Capstone 09 — On-Device LLM (Quantize → MLX / llama.cpp / GGUF → Ship)
Phase: 11 — Capstone | Difficulty: ⭐⭐⭐⭐☆ | Time: 2–3 weeks
Real-world parallel: Apple Intelligence (on-device 3B model), Ollama, LM Studio, GPT4All, Pocket Pal, Microsoft Phi-3.5 on edge, Gemma Nano on Android, llama.cpp ecosystem. The capstone for edge AI / on-device inference roles.
Goals
Take a capable open-source LLM, squeeze it into a laptop or phone, and ship it as a real product. End-to-end:
- Pick a target: Llama-3.2-3B, Phi-3.5-mini-3.8B, or Qwen2.5-3B.

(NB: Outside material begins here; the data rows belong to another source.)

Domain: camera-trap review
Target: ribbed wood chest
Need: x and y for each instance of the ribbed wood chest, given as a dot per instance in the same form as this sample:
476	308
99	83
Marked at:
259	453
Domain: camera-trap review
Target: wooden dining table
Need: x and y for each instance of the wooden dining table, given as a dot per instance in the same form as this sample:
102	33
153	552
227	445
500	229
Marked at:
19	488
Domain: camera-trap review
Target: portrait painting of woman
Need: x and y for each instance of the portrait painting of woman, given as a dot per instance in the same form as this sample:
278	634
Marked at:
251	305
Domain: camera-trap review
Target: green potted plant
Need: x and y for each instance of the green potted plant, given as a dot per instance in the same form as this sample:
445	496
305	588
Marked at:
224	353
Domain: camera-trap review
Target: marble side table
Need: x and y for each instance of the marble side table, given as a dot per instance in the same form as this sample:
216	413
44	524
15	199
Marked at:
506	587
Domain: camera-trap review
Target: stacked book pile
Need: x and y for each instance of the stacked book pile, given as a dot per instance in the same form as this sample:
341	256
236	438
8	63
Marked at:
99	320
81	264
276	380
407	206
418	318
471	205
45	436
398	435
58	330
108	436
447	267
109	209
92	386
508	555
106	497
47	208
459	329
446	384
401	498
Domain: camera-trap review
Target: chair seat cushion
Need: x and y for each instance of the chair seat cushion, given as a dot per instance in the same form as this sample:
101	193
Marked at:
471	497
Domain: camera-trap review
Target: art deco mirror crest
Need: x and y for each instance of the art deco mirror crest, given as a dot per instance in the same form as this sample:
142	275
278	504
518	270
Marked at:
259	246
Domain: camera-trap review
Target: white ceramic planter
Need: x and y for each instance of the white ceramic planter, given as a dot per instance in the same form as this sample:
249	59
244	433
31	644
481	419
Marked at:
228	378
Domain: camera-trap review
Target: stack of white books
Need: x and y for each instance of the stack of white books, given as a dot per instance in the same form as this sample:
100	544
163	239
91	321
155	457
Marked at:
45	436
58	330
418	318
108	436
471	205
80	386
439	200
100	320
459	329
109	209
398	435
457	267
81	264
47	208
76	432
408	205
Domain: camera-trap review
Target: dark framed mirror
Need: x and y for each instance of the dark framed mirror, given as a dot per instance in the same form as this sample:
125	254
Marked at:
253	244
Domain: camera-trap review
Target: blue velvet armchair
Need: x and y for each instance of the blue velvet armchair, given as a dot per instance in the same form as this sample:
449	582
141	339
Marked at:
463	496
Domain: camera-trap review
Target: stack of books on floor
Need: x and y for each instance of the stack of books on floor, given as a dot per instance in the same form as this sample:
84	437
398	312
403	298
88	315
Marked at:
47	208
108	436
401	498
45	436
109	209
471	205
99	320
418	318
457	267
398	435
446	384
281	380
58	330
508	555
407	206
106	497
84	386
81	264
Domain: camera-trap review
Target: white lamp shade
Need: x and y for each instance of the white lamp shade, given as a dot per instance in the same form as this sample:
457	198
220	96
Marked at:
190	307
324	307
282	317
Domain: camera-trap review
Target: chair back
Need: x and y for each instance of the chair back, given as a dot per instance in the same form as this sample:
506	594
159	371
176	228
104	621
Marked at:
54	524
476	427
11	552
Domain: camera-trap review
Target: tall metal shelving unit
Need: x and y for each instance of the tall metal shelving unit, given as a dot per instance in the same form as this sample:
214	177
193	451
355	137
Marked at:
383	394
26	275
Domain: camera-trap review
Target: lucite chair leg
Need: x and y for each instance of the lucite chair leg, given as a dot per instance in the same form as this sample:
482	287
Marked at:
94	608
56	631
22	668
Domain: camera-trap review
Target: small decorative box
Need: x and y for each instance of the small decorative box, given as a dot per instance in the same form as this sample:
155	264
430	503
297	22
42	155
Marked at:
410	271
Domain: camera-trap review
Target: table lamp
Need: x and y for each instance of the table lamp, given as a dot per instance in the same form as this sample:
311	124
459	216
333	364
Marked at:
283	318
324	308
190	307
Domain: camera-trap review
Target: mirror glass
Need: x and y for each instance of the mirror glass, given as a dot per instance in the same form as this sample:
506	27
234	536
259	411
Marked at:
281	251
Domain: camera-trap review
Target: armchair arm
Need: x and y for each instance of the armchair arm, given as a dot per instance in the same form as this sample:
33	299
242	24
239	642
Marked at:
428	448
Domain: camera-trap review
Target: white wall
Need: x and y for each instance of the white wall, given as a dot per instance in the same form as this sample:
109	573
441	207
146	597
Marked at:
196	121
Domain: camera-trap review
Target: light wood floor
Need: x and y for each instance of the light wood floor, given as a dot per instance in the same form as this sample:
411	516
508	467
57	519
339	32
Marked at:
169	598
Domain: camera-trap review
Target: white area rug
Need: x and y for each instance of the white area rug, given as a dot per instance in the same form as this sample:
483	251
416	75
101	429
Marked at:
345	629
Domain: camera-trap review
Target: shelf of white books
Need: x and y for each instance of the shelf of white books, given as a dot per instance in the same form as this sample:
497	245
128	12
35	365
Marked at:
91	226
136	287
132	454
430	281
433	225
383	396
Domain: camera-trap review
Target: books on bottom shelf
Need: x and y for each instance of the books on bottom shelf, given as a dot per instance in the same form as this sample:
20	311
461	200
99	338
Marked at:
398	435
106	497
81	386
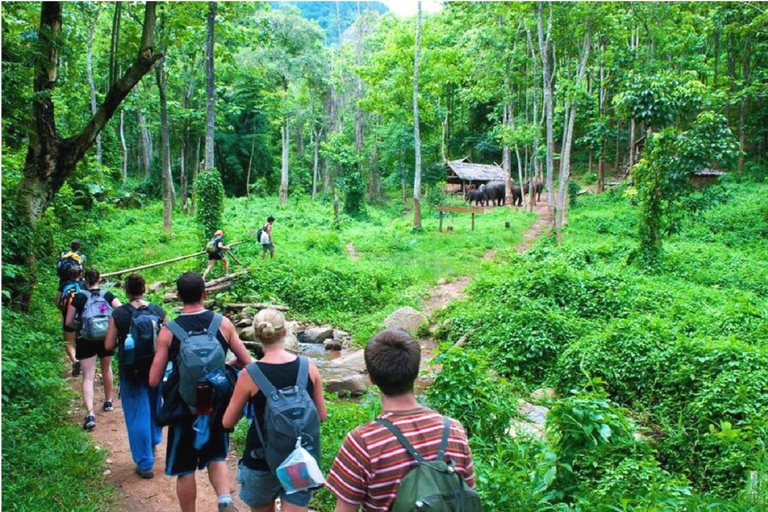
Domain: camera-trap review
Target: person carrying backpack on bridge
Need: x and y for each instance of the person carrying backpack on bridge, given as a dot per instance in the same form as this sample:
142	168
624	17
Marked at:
89	314
71	286
133	328
287	376
197	342
215	249
377	467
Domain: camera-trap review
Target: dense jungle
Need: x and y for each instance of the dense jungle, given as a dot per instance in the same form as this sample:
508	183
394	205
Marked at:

- Quantize to multiple formats: GGUF Q4_K_M (CPU), GGUF Q5_K_M (quality), MLX 4-bit (Apple Silicon), AWQ INT4 (CUDA edge).
- Benchmark each for tokens/sec, RAM, perplexity, eval scores. Pick a Pareto-optimal default.
- Ship a real desktop app (Electron + Tauri / Swift / Flutter) with native streaming, model auto-download, and offline operation.
- Mobile bonus: iOS app via MLX-Swift or Android via MediaPipe / llama.cpp JNI.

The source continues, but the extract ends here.